Open vanfanel opened 4 years ago
That does nothing for the sample rate of the USB chip in the joystick itself, which is the primary limiting factor. The existing poll rate is MUCH faster than the Competition Pro USB is able to deliver, for example.
@randyrossi From what I understood, USB chips in the joysticks can be told to work at different frequencies from the OS. Maybe there is a way to specify the maximum available frequency? That is what usbhib.jspoll=1
does in the Linux world, I think.
Competition PRO USB may not be the fastest joystick, this only works for some joysticks but not for others.
Confirmed recently myself that older Competition PRO USB are LOCKED at 25/sec and newer ones at 250/sec. With my mouse I was able to push other polling rates but apparently the CPROs are immune to that. It is VERY important though to get the Anniversary edition of the stick. The other ones are confirmed as decoration items only.
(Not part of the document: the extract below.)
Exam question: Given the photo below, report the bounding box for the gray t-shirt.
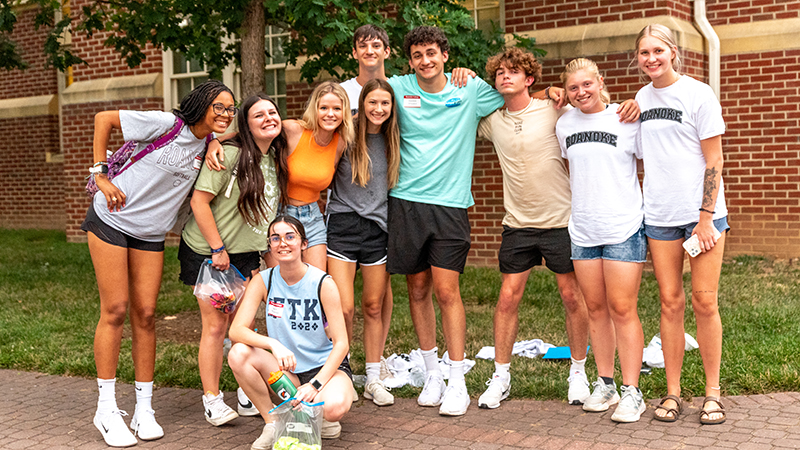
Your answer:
[327,134,389,231]
[93,111,211,242]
Hi there, @randyrossi I have seen BMC64 is on the 2-3 frames domain for input lag on composite + CRT. Well, I believe that can be easily improved if you implement an option to force polling rate on the USB joystick. On GNU/Linux we have the
usbhib.jspoll
kernel commandline option, that will force a 1000Hz polling rate if set to 1. That way, most inputs will arrive in the current frame.This is already being used on the MiSTer FPGA system, where the USB input is managed by an embedded GNU/Linux system:
https://github.com/eniva/MisSTer_Guides/wiki/Overclock-USB-Controllers-Polling-Rate
Since BMC64 does NOT use GNU/Linux, I dont really know if it would make some sense, but I believe the underlying baremetal lib (Circle lib) has to pull for USB at a given frequency anyway, so it may be a good idea to take a look.